Wednesday, July 14, 2010

Metal Trades Disappointed at NGS Restructure Announcement; Hopeful That a New Strategic Alternative at Avondale Can Emerg

The following is a statement from Ronald Ault, President of the Metal Trades Department of the AFL-CIO in response to the announcement by Northrop Grumman Shipbuilding that it will consolidate its shipbuilding capacity into its Pascagoula, Mississippi shipyard.

Northrop Grumman Corporation’s announcement that it will consolidate its Gulf Shipbuilding operation is disappointing and regrettable. The Metal Trades Department recognizes the inevitability of that news given the Navy’s earlier decision to constrain its shipbuilding budget, but that doesn’t make the potential impact on workers at the Avondale yard any less painful. Nor does it make a total shutdown inevitable. The Metal Trades and a number of our key affiliates—specifically the International Brotherhood of Electrical Workers (IBEW) and the International Brotherhood of Boilermakers (IBB)—began a serious campaign to sustain Avondale on May 10, 2010, but we were cautioned against going “public” with our concerns at that time by the Company and members of Congress, each of whom told us that publicity might upset “delicate negotiations” seeking a solution. Obviously, those authorities were unable to achieve that solution.

The economy of the Gulf region is on life support. Shipbuilding is the largest single employer in the region. The combined impact of the Metal Trades-represented Northrop Grumman shipyards in New Orleans and Pascagoula is $12.6 billion—six times that of the seafood industry. If Avondale, which represents 40 percent of the region’s shipbuilding industry, disappears—the economic impact will be devastating. We can’t blame shipbuilding woes on the oil spill or on a catastrophic storm; but we can say that the demise of Gulf Coast shipbuilding is the result of neglect—benign or otherwise. Regardless of the cause, it is an unacceptable outcome.
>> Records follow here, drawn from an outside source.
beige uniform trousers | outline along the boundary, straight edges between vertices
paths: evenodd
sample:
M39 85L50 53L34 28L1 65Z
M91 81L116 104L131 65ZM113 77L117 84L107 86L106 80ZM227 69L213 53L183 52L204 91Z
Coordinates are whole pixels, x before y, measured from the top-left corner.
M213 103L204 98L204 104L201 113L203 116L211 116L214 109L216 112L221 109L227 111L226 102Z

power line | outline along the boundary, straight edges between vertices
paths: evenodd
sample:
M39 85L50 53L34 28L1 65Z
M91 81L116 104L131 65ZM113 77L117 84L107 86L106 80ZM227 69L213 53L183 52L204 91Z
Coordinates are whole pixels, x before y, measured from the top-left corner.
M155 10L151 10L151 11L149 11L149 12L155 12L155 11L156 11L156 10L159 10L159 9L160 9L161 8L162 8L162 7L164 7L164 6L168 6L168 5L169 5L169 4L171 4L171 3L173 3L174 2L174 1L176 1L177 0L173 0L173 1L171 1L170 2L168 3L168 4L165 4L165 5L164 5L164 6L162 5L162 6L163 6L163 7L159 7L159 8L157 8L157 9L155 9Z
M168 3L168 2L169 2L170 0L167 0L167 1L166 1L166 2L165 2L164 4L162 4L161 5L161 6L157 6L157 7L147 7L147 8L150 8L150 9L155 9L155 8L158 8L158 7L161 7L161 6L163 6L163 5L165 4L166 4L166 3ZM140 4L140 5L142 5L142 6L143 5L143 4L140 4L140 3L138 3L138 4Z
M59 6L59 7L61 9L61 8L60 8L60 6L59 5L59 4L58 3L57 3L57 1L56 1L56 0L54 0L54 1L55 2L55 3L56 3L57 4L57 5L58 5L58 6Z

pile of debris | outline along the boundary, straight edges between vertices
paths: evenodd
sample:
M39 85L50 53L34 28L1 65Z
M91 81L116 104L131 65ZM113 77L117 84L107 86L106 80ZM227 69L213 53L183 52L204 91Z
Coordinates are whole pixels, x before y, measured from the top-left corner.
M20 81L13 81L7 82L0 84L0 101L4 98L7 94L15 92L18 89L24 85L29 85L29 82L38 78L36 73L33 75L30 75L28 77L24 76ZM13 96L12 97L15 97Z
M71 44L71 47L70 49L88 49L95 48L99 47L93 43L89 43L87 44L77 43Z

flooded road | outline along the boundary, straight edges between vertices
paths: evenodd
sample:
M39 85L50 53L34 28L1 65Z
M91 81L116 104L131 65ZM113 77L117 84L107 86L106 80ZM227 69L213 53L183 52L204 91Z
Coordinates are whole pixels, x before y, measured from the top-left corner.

We reiterate, for the benefit of the Obama Administration, Congress, elected officials at every level and the American people, America needs a shipbuilding industry. We are rapidly nearing the tipping point where any further loss of capacity may mean that the industry could go from shallow breathing into a comatose state. Any shutdown of a large shipbuilding facility corrodes our strategic national interest and ripples throughout our economy subtracting good paying jobs not just in direct ship construction in the Gulf region, but in the thousands of large and small enterprises that feed the shipbuilding industry’s needs for components. America has neither the resources nor the national resolve to recreate such resources from scratch.

It is clear that New Orleans and its surrounding areas can ill afford to lose one of the last reservoirs of decent middle class jobs that exist today. The economic circumstances for this area cry out for attention and urgent action. We stand ready to help.

We intend to hold Northrop Grumman to its promise to work to explore alternative uses for the facility even before work on the two remaining Navy vessels now under construction.

We will encourage collaboration among private investors, elected officials at the federal state and local level, and the Obama Administration, to work with us to develop a strategic alternative to the complete dissolution of the Avondale facility. We believe that—through a combination of innovation, vision and courage—a new enterprise can emerge that can utilize the skills of the Avondale workforce to address urgent national needs for shipbuilding and energy applications.

It would only take a small measure of policy adjustment—such as stricter enforcement of the Jones Act, especially as it applies to the offshore oil industry; and DOD’s abandonment of its long-term ship leasing policy—to breathe new life into private shipbuilding. We believe that Avondale could economically produce ships for a domestic market as long as that domestic market can be nurtured by rational and stable policies.

Among the other options that can and should be pursued would be the conversion of portions of the Avondale yard to construction of containment vessels for nuclear facilities. At present, there is no domestic source for those vessels and their construction process is not significantly different from that of shipbuilding. The Metal Trades and our affiliates have been suggesting these remedies in various forms for over two decades.
The Metal Trades Department of the AFL-CIO is an umbrella organization comprised of 17 national and international unions. Chartered in 1908, the Department negotiates collective bargaining agreements and coordinates representation in shipyards, nuclear facilities, manufacturing, mining and petrochemical operations throughout the United States.